I’ve used every Amazon Fire TV device there is. And I’ve used them a lot. And I won’t put up with mediocre hardware.
Amazon Fire TV Stick 4K
The specs you need at a great price
- Hits all the specs you want
- Great price
- Improved remote control
- Doesn’t have every streaming app
It’s actually pretty hard to find something bad to say about the Amazon Fire TV Stick 4K. It’s got all the specs you want to see — 4K resolution, HDR10, Dolby Atmos and Dolby Vision. It has access to nearly every streaming service you could want, and the vast Amazon App Store. All that’s missing is native support for YouTube and YouTube TV.
Amazon Fire TV Cube
It’s like if Fire TV and Amazon Echo had a baby
- Has hands-free Amazon Alexa
- Same great Fire TV experience
- That hands-free Alexa support is expensive
- Lacks Dolby Vision HDR support
The Fire TV Cube adds a microphone array for hands-free Amazon Alexa voice control. But it does so at a 142 percent markup, and that’s a pretty high price to stomach — especially since it’s lacking support for Dolby Vision.
It’s an easy decision — how badly do you want hands-free Alexa support build into a Fire TV? (And how much do you want to pay for it?)
Don’t overthink this one
For all intents and purposes, the Amazon Fire TV Stick 4K and the Amazon Fire TV Cube do the same thing. They turn your TV into a portal for Amazon Prime Video, along with apps and games and music — pretty much everything you’d want in a smart TV box, right?
Both of these devices have support for 4K UHD resolutions. That’s important for pretty much any new TV you buy today. They differ a bit when it comes to other features, though.
|Category||Fire TV Cube||Fire TV Gen. 3||Fire TV Stick|
|Max resolution||2160p (4K)||2160p (4K)||1080p|
|Operating system||Fire OS 6 (Android 7.1)||Fire OS 6 (Android 7.1)||Fire OS 5 (Android 5.1)|
|Processor||Amlogic S905Z||Amlogic S905Z||Mediatek 8127D|
|GPU||Mali-450 MP3||Mali-450 MP3||Mali-450 MP4|
|Bluetooth||BT 4.2||BT 4.2||BT 4.1|
|Ethernet||Adapter included||Optional adapter||No|
|Amazon Alexa||Built in||Via voice remote||Via voice remote|
|See at Amazon||$119||$69||$39|
The Fire TV Stick 4K is the first (and for now, only) Fire TV device that supports Dolby Vision for HDR. (That’s high dynamic range, and it basically makes your video look better. Colors are brighter and pop more, and darks are darker.) The Fire TV Cube does HDR with the open-source HDR 10 standard, and it’s OK. But it’s not as good as Dolby Vision.
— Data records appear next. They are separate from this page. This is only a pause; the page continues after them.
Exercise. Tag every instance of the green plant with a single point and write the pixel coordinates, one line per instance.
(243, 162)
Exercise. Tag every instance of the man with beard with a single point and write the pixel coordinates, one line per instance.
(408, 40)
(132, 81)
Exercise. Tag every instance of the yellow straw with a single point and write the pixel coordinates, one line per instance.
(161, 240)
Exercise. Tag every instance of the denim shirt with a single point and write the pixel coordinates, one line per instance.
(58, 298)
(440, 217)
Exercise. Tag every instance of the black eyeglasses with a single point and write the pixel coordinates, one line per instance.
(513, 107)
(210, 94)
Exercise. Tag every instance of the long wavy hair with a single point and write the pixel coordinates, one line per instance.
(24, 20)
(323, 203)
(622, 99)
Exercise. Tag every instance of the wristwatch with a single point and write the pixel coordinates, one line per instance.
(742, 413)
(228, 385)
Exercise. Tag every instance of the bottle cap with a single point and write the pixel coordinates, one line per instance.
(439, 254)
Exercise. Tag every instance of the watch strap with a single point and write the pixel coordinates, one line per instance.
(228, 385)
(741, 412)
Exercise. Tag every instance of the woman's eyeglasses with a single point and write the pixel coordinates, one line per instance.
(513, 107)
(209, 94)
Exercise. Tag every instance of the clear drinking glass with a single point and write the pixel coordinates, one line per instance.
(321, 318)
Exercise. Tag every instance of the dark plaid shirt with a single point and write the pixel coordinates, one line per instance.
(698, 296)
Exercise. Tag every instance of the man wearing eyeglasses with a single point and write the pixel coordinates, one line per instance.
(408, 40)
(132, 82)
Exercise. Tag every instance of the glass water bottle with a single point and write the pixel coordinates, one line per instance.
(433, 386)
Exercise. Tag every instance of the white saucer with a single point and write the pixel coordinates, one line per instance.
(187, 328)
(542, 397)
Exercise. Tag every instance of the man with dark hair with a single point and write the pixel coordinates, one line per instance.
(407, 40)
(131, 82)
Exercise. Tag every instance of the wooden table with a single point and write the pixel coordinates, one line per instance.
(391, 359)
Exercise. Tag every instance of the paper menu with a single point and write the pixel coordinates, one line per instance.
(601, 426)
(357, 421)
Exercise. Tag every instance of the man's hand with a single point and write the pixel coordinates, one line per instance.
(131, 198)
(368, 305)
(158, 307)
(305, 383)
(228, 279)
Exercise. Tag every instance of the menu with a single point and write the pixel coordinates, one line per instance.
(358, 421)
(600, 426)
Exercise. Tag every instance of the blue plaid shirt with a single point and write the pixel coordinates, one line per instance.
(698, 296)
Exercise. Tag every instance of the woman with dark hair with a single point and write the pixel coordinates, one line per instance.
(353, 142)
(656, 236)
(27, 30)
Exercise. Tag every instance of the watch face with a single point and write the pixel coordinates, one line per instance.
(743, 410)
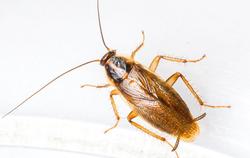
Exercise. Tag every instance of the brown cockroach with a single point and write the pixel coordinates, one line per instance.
(148, 95)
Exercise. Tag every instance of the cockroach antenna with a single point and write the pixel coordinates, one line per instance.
(66, 72)
(47, 84)
(100, 26)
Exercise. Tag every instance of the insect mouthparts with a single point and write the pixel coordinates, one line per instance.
(106, 57)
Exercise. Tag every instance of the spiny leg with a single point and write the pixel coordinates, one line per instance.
(176, 143)
(172, 79)
(139, 47)
(114, 92)
(199, 117)
(95, 86)
(132, 115)
(154, 64)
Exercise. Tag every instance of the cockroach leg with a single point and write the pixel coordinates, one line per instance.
(112, 93)
(172, 79)
(154, 64)
(139, 47)
(176, 143)
(95, 86)
(132, 115)
(199, 117)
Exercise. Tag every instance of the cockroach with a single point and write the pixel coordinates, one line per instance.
(148, 95)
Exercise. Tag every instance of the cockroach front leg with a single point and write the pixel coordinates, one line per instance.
(154, 64)
(139, 47)
(132, 115)
(95, 86)
(112, 93)
(172, 79)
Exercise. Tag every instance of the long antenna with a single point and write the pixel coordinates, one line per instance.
(51, 81)
(100, 26)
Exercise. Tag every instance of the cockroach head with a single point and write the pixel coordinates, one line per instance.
(106, 57)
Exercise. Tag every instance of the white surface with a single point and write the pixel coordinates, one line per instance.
(88, 140)
(40, 39)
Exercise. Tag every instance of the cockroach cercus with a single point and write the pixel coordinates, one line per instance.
(149, 97)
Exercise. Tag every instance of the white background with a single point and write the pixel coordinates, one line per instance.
(41, 39)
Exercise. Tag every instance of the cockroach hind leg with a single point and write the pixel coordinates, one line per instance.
(172, 79)
(154, 64)
(176, 143)
(133, 114)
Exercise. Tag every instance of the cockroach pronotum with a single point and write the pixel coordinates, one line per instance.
(149, 97)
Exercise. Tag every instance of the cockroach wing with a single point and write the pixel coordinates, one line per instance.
(158, 103)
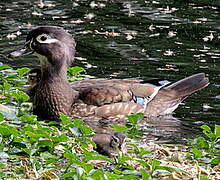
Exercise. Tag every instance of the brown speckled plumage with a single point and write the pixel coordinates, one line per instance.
(53, 93)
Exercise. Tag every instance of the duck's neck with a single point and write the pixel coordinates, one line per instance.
(56, 73)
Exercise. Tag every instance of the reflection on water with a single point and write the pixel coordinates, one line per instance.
(132, 39)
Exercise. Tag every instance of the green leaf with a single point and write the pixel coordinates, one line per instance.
(20, 96)
(197, 153)
(144, 164)
(75, 70)
(2, 165)
(65, 120)
(170, 169)
(45, 143)
(6, 130)
(144, 174)
(203, 178)
(68, 175)
(202, 143)
(134, 118)
(22, 71)
(206, 128)
(217, 131)
(1, 117)
(4, 67)
(118, 128)
(215, 161)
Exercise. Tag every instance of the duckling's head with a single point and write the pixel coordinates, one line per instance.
(53, 45)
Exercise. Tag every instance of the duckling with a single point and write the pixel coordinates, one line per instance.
(94, 97)
(109, 145)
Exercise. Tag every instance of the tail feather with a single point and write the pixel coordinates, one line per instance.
(189, 85)
(168, 98)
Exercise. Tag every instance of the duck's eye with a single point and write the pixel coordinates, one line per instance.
(46, 39)
(42, 38)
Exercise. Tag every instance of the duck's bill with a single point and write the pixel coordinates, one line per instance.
(24, 50)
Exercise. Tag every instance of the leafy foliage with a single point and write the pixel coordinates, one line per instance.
(32, 149)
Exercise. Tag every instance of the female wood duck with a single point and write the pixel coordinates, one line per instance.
(53, 94)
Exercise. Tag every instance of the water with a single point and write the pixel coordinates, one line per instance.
(160, 39)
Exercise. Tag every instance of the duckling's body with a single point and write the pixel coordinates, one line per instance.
(53, 94)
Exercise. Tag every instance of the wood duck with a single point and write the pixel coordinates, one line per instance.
(109, 145)
(53, 94)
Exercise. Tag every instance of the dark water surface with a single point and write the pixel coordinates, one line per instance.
(153, 39)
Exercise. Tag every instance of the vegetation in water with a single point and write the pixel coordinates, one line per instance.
(31, 149)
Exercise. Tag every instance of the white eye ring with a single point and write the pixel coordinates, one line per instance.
(45, 39)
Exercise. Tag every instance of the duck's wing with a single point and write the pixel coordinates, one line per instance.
(115, 97)
(169, 98)
(101, 91)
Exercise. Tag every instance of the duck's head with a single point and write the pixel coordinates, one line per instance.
(55, 46)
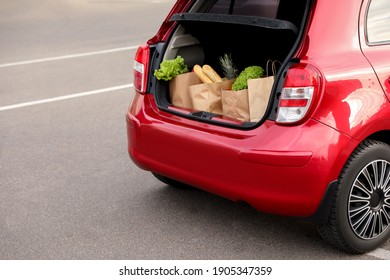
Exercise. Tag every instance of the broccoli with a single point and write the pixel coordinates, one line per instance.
(251, 72)
(169, 69)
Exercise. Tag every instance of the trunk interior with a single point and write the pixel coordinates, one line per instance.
(250, 36)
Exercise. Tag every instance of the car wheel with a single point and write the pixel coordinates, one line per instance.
(360, 216)
(171, 182)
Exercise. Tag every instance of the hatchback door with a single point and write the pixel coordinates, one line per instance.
(375, 41)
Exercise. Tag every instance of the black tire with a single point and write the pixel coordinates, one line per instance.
(171, 182)
(359, 221)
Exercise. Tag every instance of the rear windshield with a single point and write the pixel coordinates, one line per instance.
(265, 8)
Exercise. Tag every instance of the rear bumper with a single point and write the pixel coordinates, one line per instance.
(276, 169)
The Fire TV Cube’s differentiator is that it’s got a microphone array built in, for hands-free access to Amazon Alexa. (The Fire TV Stick 4K also talks to Alexa, but first you’ll have to hit a button on its remote control.) That’s a big deal if you just have to have Fire TV and Alexa built into the same box. But it comes at a pretty big premium — $119, versus $49 for the Fire TV Stick 4K. And, in fact, you can bundle a Fire TV Stick 4K with a current-generation Amazon Echo Dot for just $79, making the Fire TV Cube that much of a tougher sell.
Both devices are shipping with the new-and-improved Fire TV voice remote.
Fire TV Stick 4K
The right choice
Get this if you don’t like wasting money
The Amazon Fire TV Stick 4K has all the features and specs that you need, and none of the stuff you don’t. And it still costs less than $50.
Fire TV Cube
More expensive, less good
If you just have to have hands-free Alexa
The Fire TV Cube is more than twice as expensive, lacks Dolby Vision for HDR, but has hands-free Alexa built in. But you can do better for less with an Echo Dot.